By Denise A. Valdez, Senior Reporter
THE RESEARCH UNIT of Fitch Solutions Group Ltd. has downgraded its forecast for the Philippines’ power and renewables sector this year, projecting a 5.9% decline in power consumption and a 14% drop in coal generation.
In a Sept. 10 report sent on Friday, Fitch Solutions Country Risk & Industry Research said it continues to see the coronavirus pandemic weighing on the Philippines’ power sector in the near to medium term.
Problems stemming from the pandemic such as government financial constraints, weaker private investments and disruptions in labor and supply chains will remain a drag to the industry.
However, Fitch sees power demand rebounding strongly in the longer term, resulting in the need for an additional 44.8 gigawatts of new power capacity by 2040.
“This is driven by strong macroeconomic and demographic growth, along with government goals to achieve a 100% electrification rate by 2022…, which will drive up power demand over the coming years,” it said.
Before the coronavirus pandemic, Fitch was anticipating a 5% growth in power consumption this year. This was revised to a 2.4% contraction after the pandemic, but is now downgraded further to a 5.9% drop due to the continuing effects of the lockdown.
“As the market continues to struggle to contain the virus, we have seen renewed lockdowns across several cities, and our initial expectation for a (second half) recovery is now unlikely,” it said.
“Philippines has seen one of the longest and strictest lockdowns, which has led to a substantial slowdown in economic activity… (We have) revised real GDP [gross domestic product] growth for 2020 to contract by 9.1%, and we expect the recession to weigh heavily on power demand and generation by extension,” it added.
Power generation, particularly from coal, is likewise seen taking a hit from the pandemic.
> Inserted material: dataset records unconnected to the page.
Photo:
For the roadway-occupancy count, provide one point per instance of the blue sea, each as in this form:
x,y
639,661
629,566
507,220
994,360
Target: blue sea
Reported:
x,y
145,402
Fitch anticipates a 14% decline in coal generation this year, larger than its 8.4% forecast in the last quarter and its 5.1% forecast before the pandemic.
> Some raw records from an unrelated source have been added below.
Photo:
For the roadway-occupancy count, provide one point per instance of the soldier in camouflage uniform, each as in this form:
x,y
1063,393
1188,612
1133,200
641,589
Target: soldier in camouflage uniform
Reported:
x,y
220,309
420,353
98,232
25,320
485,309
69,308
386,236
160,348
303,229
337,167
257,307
The decline can be attributed to coal’s baseload nature, among other reasons, which led to several coal-power plants temporarily suspending operations during the strict lockdown, the research firm said.
Until the medium term, Fitch expects that the Philippines’ power sector will remain challenged by other effects of the pandemic. Specifically, it said the financial limitations of the government may push it to redirect funds from infrastructure projects to more “immediate concerns” such as wage subsidies and handouts.
But the research firm projects power consumption to grow 4.6% annually from 2020 to 2029, with the growth coming from the demand for thermal sources and renewable energy, and in the longer term, nuclear power.
“We believe that President Duterte will likely pivot back to his infrastructure strategy and ‘Build Build Build’ campaign after the situation improves, which will provide the necessary support for the power sector,” Fitch said.